Cette imprimante 3D ultra-rapide est alimentée par des hologrammes

Un laser vert vif s'allume, brillant dans une boîte de Pétri pleine de goo. De nulle part, la forme d'un trombone émerge, d'abord fantomatique, puis solide. Cinq secondes plus tard, le clip est repêché, nettoyé et prêt à l'emploi.





Le principe de base ici est une technique d'impression 3D établie qui utilise des lasers pour durcir un monomère activé par la lumière en plastique solide. Mais contrairement à d'autres approches, qui balayent un laser d'avant en arrière pour créer des formes une couche à la fois, ce système le fait tout à la fois en utilisant un champ lumineux 3D, en d'autres termes, un hologramme. Cela pourrait rendre l'impression 3D beaucoup plus rapide.

Au cœur de l'appareil qui a imprimé le trombone se trouve une puce holographique développée par Daqri , une startup qui conçoit et construit des appareils de réalité augmentée dans des laboratoires à San Francisco et à Milton Keynes, au Royaume-Uni. La société fabrique des lunettes intelligentes similaires aux HoloLens de Microsoft et des affichages tête haute pour les voitures ; ces derniers ont été montés sur plus de 150 000 véhicules fabriqués par Jaguar Land Rover.

L'avantage de la puce de Daqri, selon la société, est qu'elle peut créer des hologrammes sans avoir besoin d'optiques complexes. Sur une plaquette de silicium, une minuscule grille de cristaux accordables est utilisée pour contrôler l'amplitude et le délai, ou la phase, de la lumière réfléchie émise à la surface de la puce par un laser. Le logiciel ajuste les cristaux pour créer des modèles d'interférence dans la lumière, résultant en un champ lumineux tridimensionnel.



Dans des expériences, l'équipe a utilisé la puce pour créer des objets solides en projetant des hologrammes dans des conteneurs de divers monomères activés par la lumière. Il peut actuellement fabriquer de petits objets, comme un trombone, en environ cinq secondes, un processus qui pourrait prendre plusieurs minutes à une imprimante 3D normale.

Seamus Blackley, le scientifique principal de Daqri, explique que, comme la forme entière est créée en une seule fois, le produit résultant ne souffre pas des faiblesses introduites par le grain qui se forme lorsqu'un objet est imprimé en 3D en balayant un laser d'avant en arrière. . Les structures de support nécessaires lors de la construction d'objets couche par couche sont également inutiles, dit-il, et les objets plus volumineux devraient prendre à peu près le même temps d'impression que les plus petits.

Il y a certaines limites. Le matériel actuel ne crée que des formes peu profondes, par exemple, comme le trombone dans la vidéo. Mais la profondeur devrait augmenter avec la taille de la puce holographique utilisée, et la société prévoit de faire évoluer l'appareil en conséquence.



Dávid Lakatos, chef de produit de la société d'impression 3D Formlabs , indique que la chaleur pourrait également être un problème. La polymérisation est un processus exothermique, dit-il, se référant au processus par lequel le liquide activé par la lumière durcit en un solide.

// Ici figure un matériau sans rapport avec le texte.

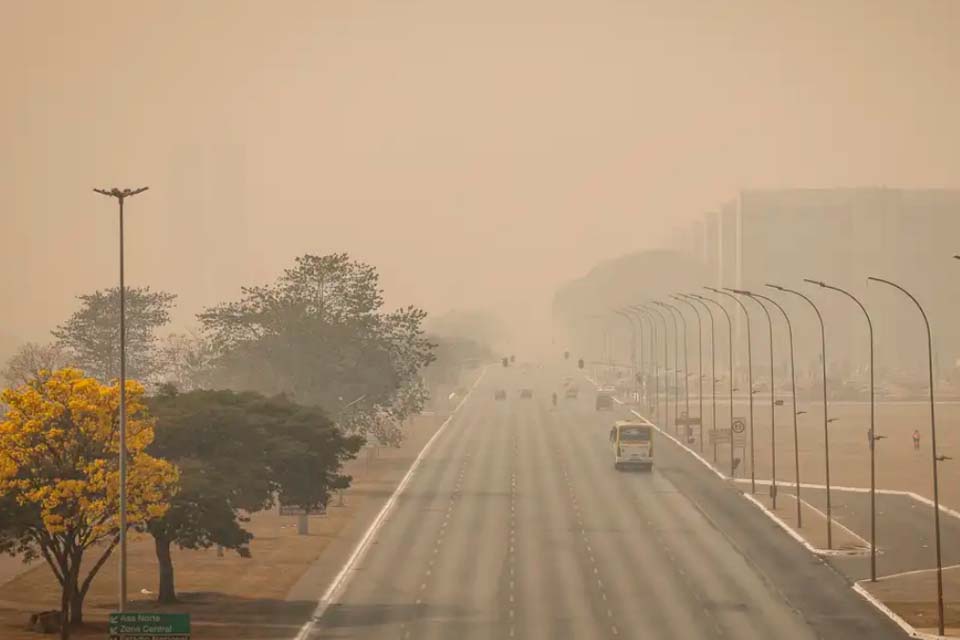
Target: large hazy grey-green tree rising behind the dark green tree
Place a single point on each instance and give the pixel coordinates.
(319, 334)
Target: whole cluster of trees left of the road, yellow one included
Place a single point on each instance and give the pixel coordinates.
(262, 403)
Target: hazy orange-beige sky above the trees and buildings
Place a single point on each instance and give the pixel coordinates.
(479, 153)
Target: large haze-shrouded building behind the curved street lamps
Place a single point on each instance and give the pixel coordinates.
(841, 236)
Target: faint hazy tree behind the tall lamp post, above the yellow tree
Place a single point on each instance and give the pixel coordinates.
(91, 336)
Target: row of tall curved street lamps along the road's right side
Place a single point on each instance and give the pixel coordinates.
(653, 311)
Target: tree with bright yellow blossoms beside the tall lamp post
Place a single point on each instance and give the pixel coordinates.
(59, 446)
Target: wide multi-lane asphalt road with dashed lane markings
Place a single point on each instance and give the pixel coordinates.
(517, 525)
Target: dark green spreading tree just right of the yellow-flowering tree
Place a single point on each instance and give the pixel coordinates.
(236, 451)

Imprimer quelque chose plus rapidement signifie qu'il y a beaucoup d'énergie de la réaction qui est libérée. Cela pourrait faire fondre des parties d'un objet plus gros.

Néanmoins, la puce de Daqri a également d'autres applications intéressantes. Alors que l'entreprise construit déjà des appareils de réalité augmentée, elle prévoit d'utiliser sa puce holographique pour créer des écrans avec plusieurs plans d'information. Actuellement, il dispose d'un prototype d'affichage tête haute qui peut restituer une image sur un pare-brise et une à plusieurs mètres devant, à une résolution équivalente à un écran HD 720p, en temps réel.

Mais créer des écrans qui créent un contenu véritablement en 3D, plutôt que planaire, nécessite beaucoup de calculs. Si vous voulez créer une image de 1 000 x 1 000 pixels, c'est un million de points, explique Daping Chu du Centre de photonique et d'électronique avancées à l'Université de Cambridge. Si vous voulez une image 3D avec la même résolution, [c'est-à-dire] est d'un milliard de points. En principe c'est le même problème. Mais en réalité… vous n'avez pas assez de capacité matérielle.



Pour l'instant, Daqri repousse déjà les limites de la puissance de traitement disponible avec ses appareils à deux plans. Mais à mesure que la puissance de calcul augmente, l'entreprise est optimiste sur le fait que l'affichage d'images 3D en temps réel sera bientôt possible.